A 720-meter long corridor at gorgeous Summer Palace in the western suburbs of the national capital Beijing is undergoing an overhaul to protect the dainty paintings on its ceilings and beams against the rain.
The renovation project, the first of its kind in the past half century since 1956, will replace 80 percent of the existing, old tiles with new ones, but traditional handwork will be adopted to retain the structure's original outlook, the Beijing News reported Monday.
The project, launched formally on Sunday, is expected to be completed before the rainy season starts in mid June, the metropolitan newspaper quoted a park official surnamed Liu as saying.

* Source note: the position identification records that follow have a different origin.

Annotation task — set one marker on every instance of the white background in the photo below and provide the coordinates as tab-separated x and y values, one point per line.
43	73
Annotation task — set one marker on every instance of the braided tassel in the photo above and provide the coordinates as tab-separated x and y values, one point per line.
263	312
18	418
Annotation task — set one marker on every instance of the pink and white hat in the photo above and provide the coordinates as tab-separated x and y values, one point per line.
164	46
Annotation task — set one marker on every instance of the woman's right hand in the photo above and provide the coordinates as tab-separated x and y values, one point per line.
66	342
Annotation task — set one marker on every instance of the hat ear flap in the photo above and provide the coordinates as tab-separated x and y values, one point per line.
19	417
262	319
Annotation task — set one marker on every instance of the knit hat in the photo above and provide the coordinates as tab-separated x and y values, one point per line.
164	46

The wooden frames and paintings of the Long Corridor have been blanketed with a soft material that will hopefully protect the structure from damages and rainfall during the overhaul, according to Liu.

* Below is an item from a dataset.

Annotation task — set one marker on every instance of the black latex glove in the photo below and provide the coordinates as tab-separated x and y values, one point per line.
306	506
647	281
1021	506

He said the corridor has been scaffolded and closed to visitors, but tourists can visit other parts of the Summer Palace as usual.
The Long Corridor is simply an art gallery with more than 8,000 vivid colorful landscapes, portraits and traditional Chinese style paintings of birds and flowers. It was built in the shape of a bat with open wings since the Chinese word for the nocturnal animal is pronounced in the same way as happiness and fortune.
The structure was first built in 1750, the very year the Summer Palace was built, but was ruined in 1860 by the Anglo-French forces. The imperial garden was rebuilt in 1888 by Empress Dowager Cixi with funds that had been appropriated for building the Chinese navy.
The Summer Palace was inscribed as a World Heritage site by the United Nations Educational, Scientific and Cultural Organization in 1998.